The desulfurizing agent used was such that an iron oxide source was added to 1 part by weight of CaO so that the FeO content was 0.0.
A refining agent added with 2 to 0.07 parts by weight (iron oxide source: converter slag, calcium ferrite, iron ore, mill scale alone or a mixture thereof). Na as the refining agent
₂ O and one or two kinds of Al ₂ O ₃ are added, and 0.02 to 0.10 part by weight of Na ₂ O and 0.02 to 0 of Al ₂ O ₃ are added with respect to 1 part by weight of CaO. A refining agent containing 20 parts by weight (secondary refining slag or alumina brick scrap as an Al ₂ O ₃ source, soda / glass scrap, glass cullet or sodium metasilicate alone or a mixture thereof as a Na ₂ O source) . The values of (CaO / SiO ₂ ) after desulfurization are all 3.5 or more.
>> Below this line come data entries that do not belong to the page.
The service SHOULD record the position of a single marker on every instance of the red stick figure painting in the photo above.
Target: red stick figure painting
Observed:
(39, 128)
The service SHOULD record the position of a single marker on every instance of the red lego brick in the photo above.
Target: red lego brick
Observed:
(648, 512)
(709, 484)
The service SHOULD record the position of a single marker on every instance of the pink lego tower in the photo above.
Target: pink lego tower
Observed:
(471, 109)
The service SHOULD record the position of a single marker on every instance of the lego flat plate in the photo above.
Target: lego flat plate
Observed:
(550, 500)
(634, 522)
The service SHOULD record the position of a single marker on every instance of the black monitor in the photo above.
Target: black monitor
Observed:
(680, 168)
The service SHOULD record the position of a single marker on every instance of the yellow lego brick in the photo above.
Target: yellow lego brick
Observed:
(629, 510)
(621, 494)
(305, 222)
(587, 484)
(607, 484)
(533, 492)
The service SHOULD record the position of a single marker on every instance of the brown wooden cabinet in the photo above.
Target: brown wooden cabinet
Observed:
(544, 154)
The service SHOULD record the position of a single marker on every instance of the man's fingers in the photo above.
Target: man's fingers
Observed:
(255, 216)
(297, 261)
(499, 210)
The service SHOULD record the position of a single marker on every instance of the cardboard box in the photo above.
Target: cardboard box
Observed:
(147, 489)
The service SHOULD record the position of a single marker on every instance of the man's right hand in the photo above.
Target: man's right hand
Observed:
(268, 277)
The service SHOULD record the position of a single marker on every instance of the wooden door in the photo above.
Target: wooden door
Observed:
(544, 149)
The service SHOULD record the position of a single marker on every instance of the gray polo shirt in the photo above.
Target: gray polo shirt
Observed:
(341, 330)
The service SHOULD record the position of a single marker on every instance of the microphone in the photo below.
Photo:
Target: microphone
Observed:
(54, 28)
FIG. 3 shows the relationship between the desulfurization rate ratio and the [Al] concentration. However, the desulfurization rate ratio is the value calculated by equation (5),
When the desulfurization ratio is larger than 1, it is an index showing that the addition of Al is effective in promoting desulfurization. Desulfurization ratio = (desulfurization ratio when Al is added) / (desulfurization ratio when Al is not added) (5) In any case, the desulfurization ratio increases as the [Al] concentration increases, but The concentration is [Al] ≧ 0.01 (mass
%). The upper limit of the [Al] concentration is 0.
10 (mass%) is appropriate. Here, the desulfurization rate when Al ash was mixed with the refining agent as a substitute for metallic Al is also shown.
The effect is the same even if Al ash is mixed with the refining agent as a substitute for metallic Al.

[0025]

[Table 1]

[0026]

[Table 2]

[0027]

[Table 3]

[0028]

The method of the present invention enables efficient desulfurization and refining of hot metal in harmony with the environment without using fluorspar (CaF ₂ ).

[Brief description of drawings]

FIG. 1 is a drawing showing the relationship between the desulfurization rate of hot metal after desulfurization treatment and the FeO mixed part by weight.

FIG. 2 is a drawing comparing the relationship between the desulfurization rate of hot metal after desulfurization treatment and the desulfurizing agent used.

FIG. 3 is a drawing showing the relationship between the desulfurization rate ratio of hot metal after desulfurization treatment and the [Al] concentration.

FIG. 4 is a drawing showing an outline of a mechanical stirring desulfurization facility for carrying out the method of the present invention.

   ─────────────────────────────────────────────────── ─── Continued front page    (72) Inventor Takenori Taniguchi             1 Kimitsu, Kimitsu-shi, Chiba Nippon Steel shares             Company Kimitsu Works (72) Inventor Masahiro Toki             1 Kimitsu, Kimitsu-shi, Chiba Nippon Steel shares             Company Kimitsu Works F-term (reference) 4K014 AA02 AB02 AB03 AB04 AB21                       AC08

Claims (4)

[Claims] 1. A refining agent containing quick lime as a main raw material,
In carrying out the desulfurization treatment of the hot metal by the mechanical stirring method, C
To 1 part by weight of aO, an iron oxide source was added to this, and F
Using a refining agent mixed with 0.02 to 0.07 parts by weight as the eO content, the slag basicity (CaO / Si
A method for desulfurizing hot metal, wherein the value of O ₂ ) is 3.5 or more. 2. The method according to claim 1, wherein Na ₂ O is used.
And one or two of Al ₂ O ₃ are added, and the content of Na ₂ O is 0.02 to 0.10 with respect to 1 part by weight of CaO.
A method for desulfurizing hot metal, characterized in that a refining agent containing 0.02 to 0.20 parts by weight of Al ₂ O ₃ is added. 3. The method according to claim 1, wherein F
As a source of eO, converter slag and calcium-ferrite
Secondary refining slag and alumina brick scrap were added as Na ₂ O ₃ source
_{2 A} method for desulfurizing hot metal, characterized by using soda / glass scrap, glass / cullet or sodium metasilicate as an O ₂ source. 4. The method according to claim 1, wherein an Al source is added to the hot metal to be desulfurized to adjust the [Al] concentration after desulfurization treatment to 0.01 (mass%) or more. Item desulfurization method.